The money will help support LevelTen’s work with the Granular Certificate Trading Alliance, a collaboration it started last December in partnership with the Intercontinental Exchange, a data firm that operates global financial marketplaces. Together they’re building a platform for trading and managing “granular certificates,” hourly-matched energy certificates that will help corporations — and ideally the electricity sector at large — move to 24/7 hourly matching. Other partners to the alliance include Google, Microsoft, and the energy companies AES and Constellation.
To date, LevelTen has facilitated over $15.8 billion in power purchase agreements, asset sales, and other clean energy transactions, totaling over 7 gigawatts of clean energy. Overall, the company has raised more than $125 million, with past investors including the My Climate Journey Collective as well as the investment arms of oil and gas companies such as Equinor and TotalEnergies, which are adding renewables to their portfolios.
Bryce Smith, LevelTen’s founder and CEO, told me the platform will launch its first auctions for hourly-matched clean energy by the end of the year, with initial customers expected to be corporate partners like Google and Microsoft themselves.
“Corporates have been leading the way in a lot of respects and they're doing it again on the granular certificate front,” Smith said. He sees it as LevelTen’s job to get more industry players onboard by creating the transaction infrastructure to enable hourly matching. “So there's a bit of a ‘build it and they will come’ aspect to this,” he told me.
Realistically, though, it’s unlikely that the electricity industry will move towards 24/7 clean energy absent some serious incentives to do so. That’s why the Biden administration’s proposed hydrogen tax credit rules could be so powerful. They stipulate that to qualify for the largest IRA subsidies, clean hydrogen must be produced using a relatively new source of carbon-free electricity, generated within the same hour that it’s used and in roughly the same location. If these regulations aren’t deleted or seriously altered by this or another new administration (which they probably will be), power grids would have until 2028 to set up new systems for hourly accounting, thereby laying the groundwork for 24/7 matching across the electricity sector at large.
That potential, tenuous and unlikely though it may be, has LevelTen excited, and the company is leaning hard into hydrogen. LevelTen is a founding member of the Hydrogen Demand Initiative, a coalition formed by the Department of Energy to ensure that the clean hydrogen produced by the seven designated hydrogen hubs is actually sold. The DOE is allocating $1 billion to help catalyze demand, and it’s up to H2DI to figure out how to distribute that. “A component of that is figuring out how to bring buyers and sellers together easily and smoothly,” Smith told me. “And that's the role that we play in creating a marketplace where buyers and sellers can find each other and execute.”

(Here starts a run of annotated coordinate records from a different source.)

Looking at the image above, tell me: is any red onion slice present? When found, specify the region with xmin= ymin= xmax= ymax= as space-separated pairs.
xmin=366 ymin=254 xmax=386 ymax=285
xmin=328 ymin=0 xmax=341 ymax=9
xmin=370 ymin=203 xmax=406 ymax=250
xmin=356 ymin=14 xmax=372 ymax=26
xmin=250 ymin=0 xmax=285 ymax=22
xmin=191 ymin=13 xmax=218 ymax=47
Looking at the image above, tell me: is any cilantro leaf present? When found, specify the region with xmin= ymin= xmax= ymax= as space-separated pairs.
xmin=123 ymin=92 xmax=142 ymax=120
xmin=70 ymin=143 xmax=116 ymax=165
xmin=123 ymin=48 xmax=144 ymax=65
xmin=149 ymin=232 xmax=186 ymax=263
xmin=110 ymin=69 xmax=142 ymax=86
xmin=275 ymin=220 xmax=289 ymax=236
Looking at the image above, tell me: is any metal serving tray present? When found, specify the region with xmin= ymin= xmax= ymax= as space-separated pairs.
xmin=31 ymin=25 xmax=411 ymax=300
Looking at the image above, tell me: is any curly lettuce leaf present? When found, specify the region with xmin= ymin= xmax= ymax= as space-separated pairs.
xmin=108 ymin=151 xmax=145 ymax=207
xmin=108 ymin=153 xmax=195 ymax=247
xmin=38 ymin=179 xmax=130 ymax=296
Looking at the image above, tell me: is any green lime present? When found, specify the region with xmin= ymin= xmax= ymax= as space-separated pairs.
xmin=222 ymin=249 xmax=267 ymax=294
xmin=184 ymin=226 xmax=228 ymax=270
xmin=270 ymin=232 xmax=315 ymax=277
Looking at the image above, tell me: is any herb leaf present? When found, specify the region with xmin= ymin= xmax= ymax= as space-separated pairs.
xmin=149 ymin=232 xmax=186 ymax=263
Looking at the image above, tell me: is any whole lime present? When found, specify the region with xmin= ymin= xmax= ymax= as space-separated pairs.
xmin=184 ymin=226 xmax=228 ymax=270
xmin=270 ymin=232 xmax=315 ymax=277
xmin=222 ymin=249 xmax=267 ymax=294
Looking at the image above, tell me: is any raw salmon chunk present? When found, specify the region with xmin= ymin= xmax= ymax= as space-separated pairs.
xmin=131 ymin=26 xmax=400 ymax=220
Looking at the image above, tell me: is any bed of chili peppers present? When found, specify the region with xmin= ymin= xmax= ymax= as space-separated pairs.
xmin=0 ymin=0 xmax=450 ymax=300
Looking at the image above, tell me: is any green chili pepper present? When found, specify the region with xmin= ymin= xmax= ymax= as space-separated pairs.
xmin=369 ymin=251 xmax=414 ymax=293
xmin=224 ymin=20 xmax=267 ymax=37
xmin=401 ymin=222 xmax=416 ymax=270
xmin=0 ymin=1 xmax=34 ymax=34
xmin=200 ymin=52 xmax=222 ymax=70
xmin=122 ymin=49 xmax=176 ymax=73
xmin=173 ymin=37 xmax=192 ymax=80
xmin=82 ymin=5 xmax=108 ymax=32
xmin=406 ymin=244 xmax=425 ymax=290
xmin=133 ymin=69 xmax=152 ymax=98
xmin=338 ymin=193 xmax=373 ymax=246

Smith is aware that a change in administration could very well mean a change in the hydrogen tax credit rules, potentially decreasing incentives for green hydrogen and making hydrogen produced from natural gas with carbon capture and storage (“blue hydrogen”) or hydrogen produced without CCS (“gray hydrogen”) more attractive. He said the LevelTen platform would likely support transactions that involve a “variety of hydrogen colors and technologies.”
“What's most important for us always is figuring out how to put a vital technology on the fastest track to scaling,” Smith told me. “And if that means accommodating different colors for some period of time, we have the end goal [of green hydrogen] always in mind.”
As LevelTen scales, it’s also working to get more utilities onto its platform. Smith told me that utility customers have, “really only fairly recently realized that their procurement needs around renewables are massive.” As the push to “electrify everything” gains momentum and data centers suck up more and more power, utilities are increasingly investing in renewable energy to meet their electricity needs, diversify their portfolios and respond to customer demand for clean power. “We're used to seeing really slow, fairly predictable demand and electricity growth from a utility perspective, and that's changing pretty dramatically,” Smith told me.
LevelTen currently operates in 29 countries across North America and Europe, and hopes to use its recent funding to expand into new regions.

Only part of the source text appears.